Our Orion XT10 is a very popular scope. I expected that some people would want to see one, and I wasn't disappointed. Half a dozen or so people stopped by who mentioned that they were considering buying an Orion XT Dobsonian, and all of them seemed happy with what they saw. I spoke at length with a dozen or more people who were looking for general advice about buying a scope, and invited 20 or more people and families to attend a club meeting. Others were doing the same, so I suspect we might end up with a fair crowd at the next meeting.

I also spent some time wandering around talking to other club members and looking at their scopes. There were a lot of mid-size Schmidt/Maksutov Cassegrains, of course, but my favorite telescope was Duke Johnson's home-made Schiefspiegler (Duke quickly points out that he didn't make it. He bought it from the guy who did.) I'd heard of Schiefspieglers, but I never thought I'd actually meet one personally. 
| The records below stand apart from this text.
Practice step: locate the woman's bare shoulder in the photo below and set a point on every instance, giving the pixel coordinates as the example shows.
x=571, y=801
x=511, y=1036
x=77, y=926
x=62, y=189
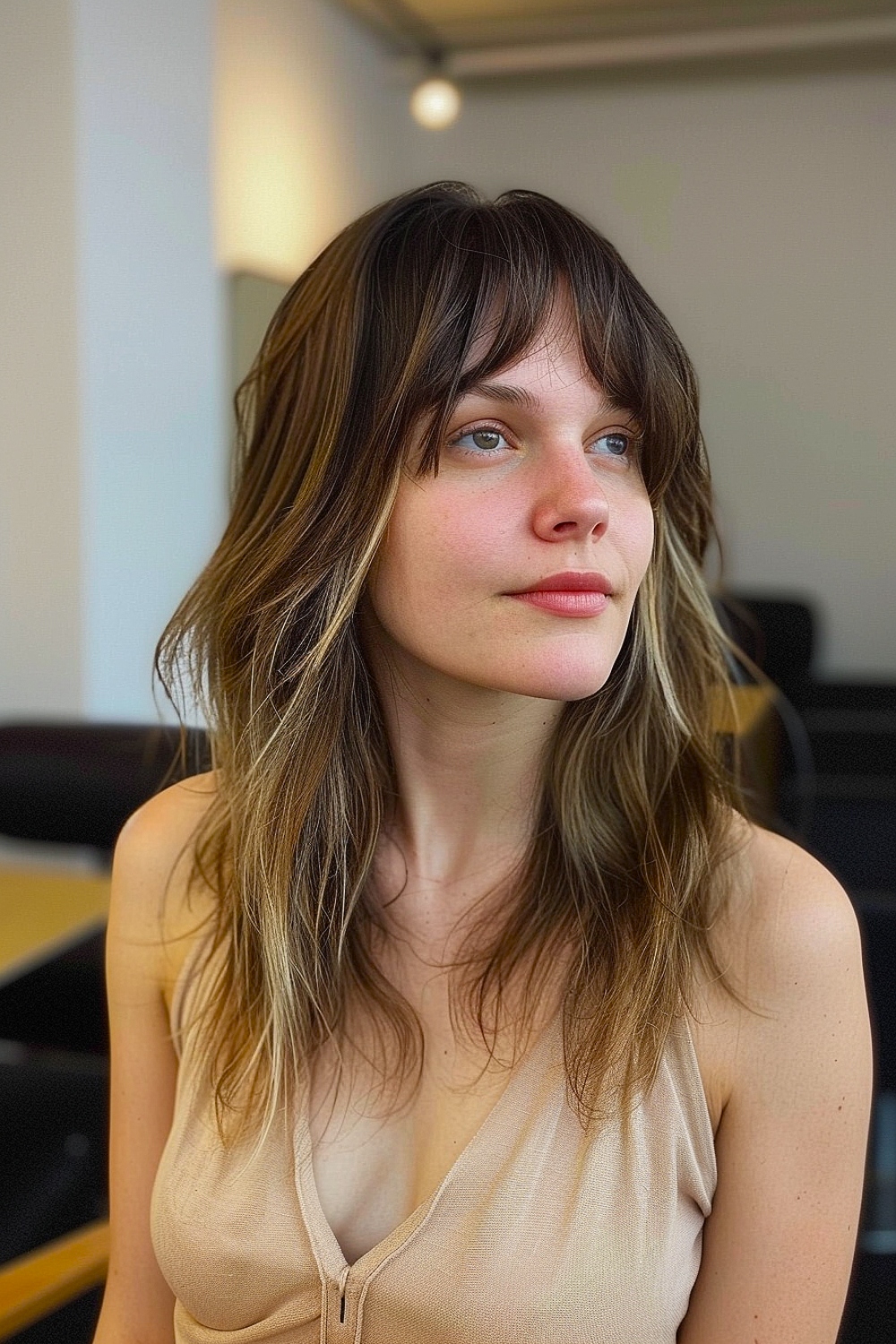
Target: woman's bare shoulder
x=780, y=903
x=778, y=886
x=158, y=903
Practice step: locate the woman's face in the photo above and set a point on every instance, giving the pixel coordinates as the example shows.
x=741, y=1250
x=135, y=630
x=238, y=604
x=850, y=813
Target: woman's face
x=538, y=476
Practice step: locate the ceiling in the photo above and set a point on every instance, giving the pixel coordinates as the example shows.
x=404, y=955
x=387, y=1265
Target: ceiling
x=463, y=24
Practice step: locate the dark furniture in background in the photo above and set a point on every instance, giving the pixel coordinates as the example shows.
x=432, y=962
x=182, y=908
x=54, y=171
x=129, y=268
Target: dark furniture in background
x=836, y=745
x=66, y=784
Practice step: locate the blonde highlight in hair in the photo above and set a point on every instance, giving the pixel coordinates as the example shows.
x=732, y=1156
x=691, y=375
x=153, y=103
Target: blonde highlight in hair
x=367, y=355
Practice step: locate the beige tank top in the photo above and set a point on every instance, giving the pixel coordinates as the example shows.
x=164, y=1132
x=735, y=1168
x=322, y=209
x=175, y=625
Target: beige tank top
x=540, y=1231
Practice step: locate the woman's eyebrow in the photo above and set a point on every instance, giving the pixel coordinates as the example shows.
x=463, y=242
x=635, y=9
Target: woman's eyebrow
x=522, y=397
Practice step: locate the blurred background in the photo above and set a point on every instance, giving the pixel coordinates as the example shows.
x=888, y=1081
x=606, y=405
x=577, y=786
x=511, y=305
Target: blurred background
x=171, y=168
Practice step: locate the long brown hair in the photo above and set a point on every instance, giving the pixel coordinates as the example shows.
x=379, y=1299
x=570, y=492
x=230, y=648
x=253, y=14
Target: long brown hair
x=370, y=349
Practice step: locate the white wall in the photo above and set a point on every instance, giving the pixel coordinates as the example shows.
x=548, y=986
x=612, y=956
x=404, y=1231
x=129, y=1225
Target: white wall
x=758, y=210
x=153, y=461
x=39, y=470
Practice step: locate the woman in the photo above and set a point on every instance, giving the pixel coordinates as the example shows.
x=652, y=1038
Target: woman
x=478, y=1008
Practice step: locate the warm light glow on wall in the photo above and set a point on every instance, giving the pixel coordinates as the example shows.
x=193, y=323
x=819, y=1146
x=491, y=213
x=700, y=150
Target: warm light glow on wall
x=435, y=104
x=281, y=166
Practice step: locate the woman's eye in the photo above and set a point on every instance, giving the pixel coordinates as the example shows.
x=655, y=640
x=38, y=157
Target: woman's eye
x=618, y=445
x=485, y=440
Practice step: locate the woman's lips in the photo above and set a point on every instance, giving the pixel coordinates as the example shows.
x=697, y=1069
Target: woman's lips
x=564, y=602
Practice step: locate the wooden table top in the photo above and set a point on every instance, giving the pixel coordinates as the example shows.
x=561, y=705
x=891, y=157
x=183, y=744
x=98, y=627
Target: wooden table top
x=45, y=911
A Schiefspiegler is an off-axis Cassegrainian telescope, which means it doesn't have the central obstruction common to most reflectors. That means a Schiefspiegler has image quality similar to an apochromatic refractor, with no diffraction spikes to degrade image resolution and contrast. Schiefspieglers are excellent instruments for planetary observation, splitting double stars, and just about any other task that would ordinarily be thought of as the province of expensive apo refractors.

There are actually several kinds of Schiefspiegler, but I don't know enough to tell which kind Duke has. A basic Schiefspiegler has two mirrors, with the secondary about half the size of the primary, but there are variants with three and even four mirrors. Many people have trouble with the name (it's pronounced sheef-speegler), so they're usually called "Shiefs" or "sheep sprinklers". That's a particularly appropriate moniker, given the typically very odd appearance of these scopes. Duke's is contained in a wooden box with many strange angles. I can't believe I took my digital camera along and forgot to take any pictures. Oh, well.

I'd better get to work on the laundry. I also want to get Chapter 12, DVD Drives, finished and off to my editor today. I actually finished Chapter 13, Hard Disk Interfaces, yesterday, so I'll probably have both of those up on the subscriber page tomorrow.